Her work has been generously supported by the Social Science Research Council, the Wenner-Gren Foundation, the American Council of Learned Societies, Society for the Scientific Study of Religion, and the Academy of Korean Studies. Before joining the University of Michigan, she received her PhD degree from UCLA, was a postdoctoral fellow at Princeton and Stanford, and taught at George Mason University for a year. She was a member of the Institute for Advanced Study (School of Social Science) in Princeton during 2016–2017, and a fellow at Wissenschaftskolleg zu Berllin (Institute for Advanced Study in Berlin) during 2020–2021, where she holds a non-resident permanent fellow position from 2024 to 2029.

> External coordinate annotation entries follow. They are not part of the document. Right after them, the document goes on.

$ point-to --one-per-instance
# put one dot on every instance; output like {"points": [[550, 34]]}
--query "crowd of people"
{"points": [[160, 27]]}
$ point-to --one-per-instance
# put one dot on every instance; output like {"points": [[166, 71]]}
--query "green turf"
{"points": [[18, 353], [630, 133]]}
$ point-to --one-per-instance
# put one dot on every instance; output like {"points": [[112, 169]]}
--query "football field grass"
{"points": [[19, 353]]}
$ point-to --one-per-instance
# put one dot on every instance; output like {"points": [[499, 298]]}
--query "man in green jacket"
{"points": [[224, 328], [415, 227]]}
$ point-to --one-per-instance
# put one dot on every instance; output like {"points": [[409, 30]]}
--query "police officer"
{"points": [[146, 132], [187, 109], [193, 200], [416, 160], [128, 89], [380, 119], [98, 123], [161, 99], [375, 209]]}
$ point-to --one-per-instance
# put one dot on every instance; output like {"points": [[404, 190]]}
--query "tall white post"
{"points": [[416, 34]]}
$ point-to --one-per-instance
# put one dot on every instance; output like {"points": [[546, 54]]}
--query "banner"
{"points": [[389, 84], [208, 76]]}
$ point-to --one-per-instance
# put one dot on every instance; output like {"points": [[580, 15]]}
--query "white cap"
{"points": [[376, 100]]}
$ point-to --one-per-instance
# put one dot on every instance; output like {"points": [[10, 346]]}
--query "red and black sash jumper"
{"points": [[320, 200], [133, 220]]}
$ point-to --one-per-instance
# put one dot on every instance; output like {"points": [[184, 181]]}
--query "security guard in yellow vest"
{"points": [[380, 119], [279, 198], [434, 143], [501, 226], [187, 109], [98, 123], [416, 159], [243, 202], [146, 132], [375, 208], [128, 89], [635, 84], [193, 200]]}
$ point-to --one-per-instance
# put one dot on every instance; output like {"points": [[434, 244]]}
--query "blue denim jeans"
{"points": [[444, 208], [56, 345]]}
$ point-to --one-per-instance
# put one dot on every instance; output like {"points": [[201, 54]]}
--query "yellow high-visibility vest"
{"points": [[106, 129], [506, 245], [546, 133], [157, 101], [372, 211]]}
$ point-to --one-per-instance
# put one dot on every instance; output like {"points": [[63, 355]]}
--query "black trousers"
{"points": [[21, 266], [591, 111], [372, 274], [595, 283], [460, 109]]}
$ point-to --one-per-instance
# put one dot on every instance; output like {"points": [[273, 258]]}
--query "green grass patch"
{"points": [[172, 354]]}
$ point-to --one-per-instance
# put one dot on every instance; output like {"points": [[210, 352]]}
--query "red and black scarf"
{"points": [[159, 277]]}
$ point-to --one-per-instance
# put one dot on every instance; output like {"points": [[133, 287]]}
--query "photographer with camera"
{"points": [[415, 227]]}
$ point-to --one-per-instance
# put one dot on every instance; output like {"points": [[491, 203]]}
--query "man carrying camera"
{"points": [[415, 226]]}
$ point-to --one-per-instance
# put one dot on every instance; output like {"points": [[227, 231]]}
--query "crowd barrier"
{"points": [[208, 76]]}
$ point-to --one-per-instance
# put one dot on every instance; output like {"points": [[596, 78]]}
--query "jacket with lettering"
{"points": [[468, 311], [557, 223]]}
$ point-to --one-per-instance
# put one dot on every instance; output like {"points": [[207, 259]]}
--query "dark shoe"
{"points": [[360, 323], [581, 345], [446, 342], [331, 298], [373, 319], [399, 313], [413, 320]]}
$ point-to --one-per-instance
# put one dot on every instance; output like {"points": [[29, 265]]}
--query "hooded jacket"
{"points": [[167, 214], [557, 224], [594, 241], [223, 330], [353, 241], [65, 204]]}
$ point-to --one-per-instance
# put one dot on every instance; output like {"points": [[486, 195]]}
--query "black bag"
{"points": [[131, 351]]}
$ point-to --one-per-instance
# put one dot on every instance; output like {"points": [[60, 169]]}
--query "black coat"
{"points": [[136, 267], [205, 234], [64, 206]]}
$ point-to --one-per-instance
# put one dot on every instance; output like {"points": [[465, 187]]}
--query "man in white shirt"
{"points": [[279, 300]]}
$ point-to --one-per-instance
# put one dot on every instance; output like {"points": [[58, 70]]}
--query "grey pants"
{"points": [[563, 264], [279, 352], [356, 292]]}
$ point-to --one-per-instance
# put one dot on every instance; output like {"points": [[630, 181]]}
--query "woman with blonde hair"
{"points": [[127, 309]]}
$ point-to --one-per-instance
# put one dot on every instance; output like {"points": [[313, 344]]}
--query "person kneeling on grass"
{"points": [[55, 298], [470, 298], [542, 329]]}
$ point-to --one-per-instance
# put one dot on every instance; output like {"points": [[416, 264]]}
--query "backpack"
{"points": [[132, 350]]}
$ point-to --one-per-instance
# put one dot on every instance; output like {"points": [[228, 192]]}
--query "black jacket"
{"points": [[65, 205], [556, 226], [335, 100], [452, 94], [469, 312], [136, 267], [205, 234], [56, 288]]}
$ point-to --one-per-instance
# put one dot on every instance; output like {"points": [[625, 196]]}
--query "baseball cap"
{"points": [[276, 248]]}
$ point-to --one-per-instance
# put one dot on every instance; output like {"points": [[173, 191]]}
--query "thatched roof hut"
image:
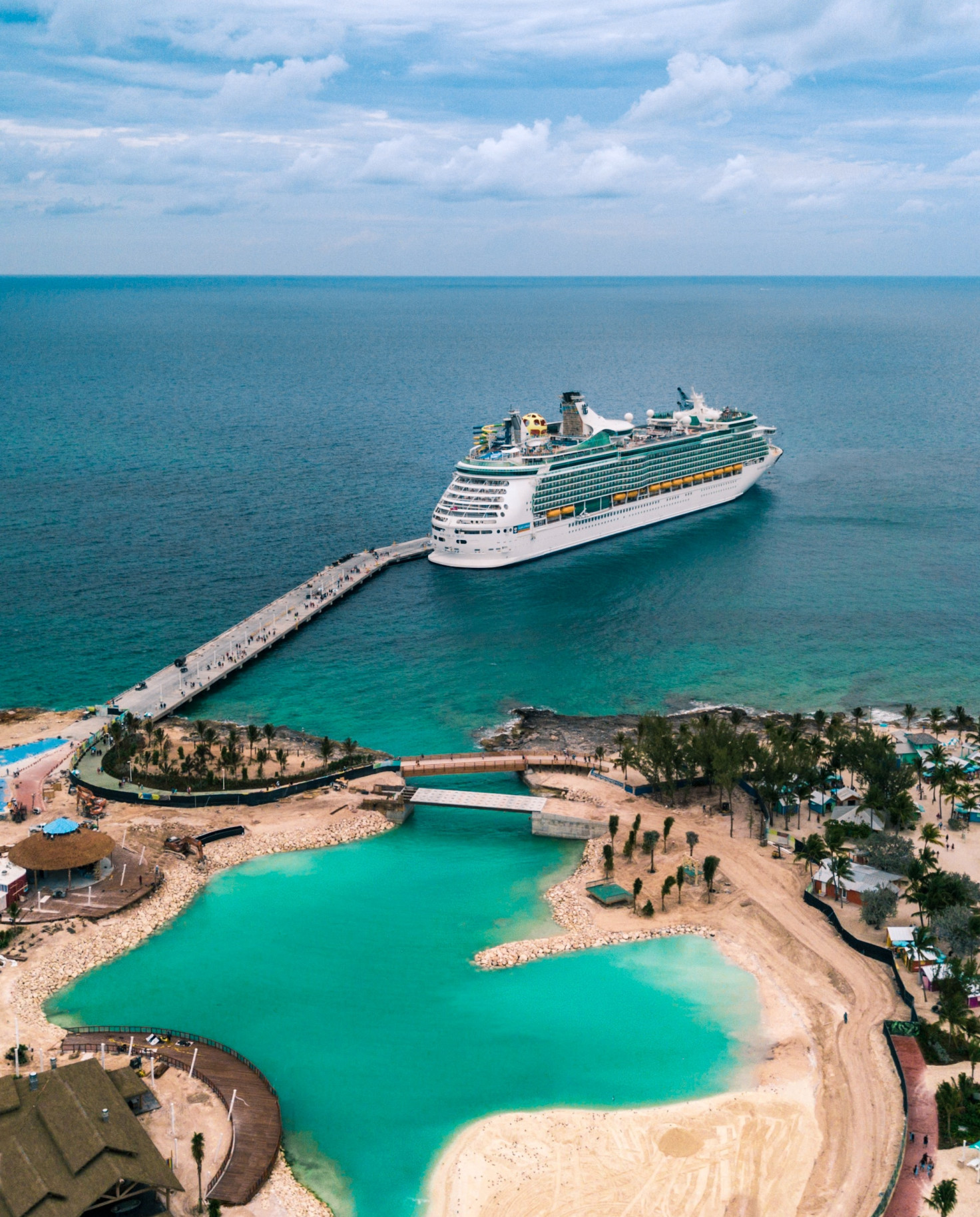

Below is the list of Kim’s recent articles. For a comprehensive list, please check her CV.
Kim, Jaeeun. forthcoming. “Getting Saved from Illegality and Unbelief? Religious Asylum, Migration Dreams, and Christian Conversion.” Migration Studies 13 (3). (Special Issue: Mobile Temporalities and Political Possibilities)
Kim, Jaeeun. 2024. “Seeing like a Church, Seeing like a State: The Church-State Relation in Religious Asylum Adjudications.” Canopy Forum: On the Interactions of Law and Religion, May 23, 2024.
Kim, Jaeeun. 2024. “Illiberal Origin, Liberal Future? Pledges of Allegiance for Native-Born and Naturalised Citizens in South Korea.” In Swearing Loyalty: Should New Citizens Pledge Allegiance in a Naturalisation Oath? Edited by Patti Tamara Lenard and Rainer Bauböck. Global Citizenship Observatory Working Paper, 2024/13, pp. 44–47, Robert Schuman Centre for Advanced Study, European University Institute, Florence, Italy.
Kim, Jaeeun. 2022. “Between Sacred Gift and Profane Exchange: Identity Craft and Relational Work in Asylum Claims-Making on Religious Grounds.” Theory and Society 51 (2): 303–33.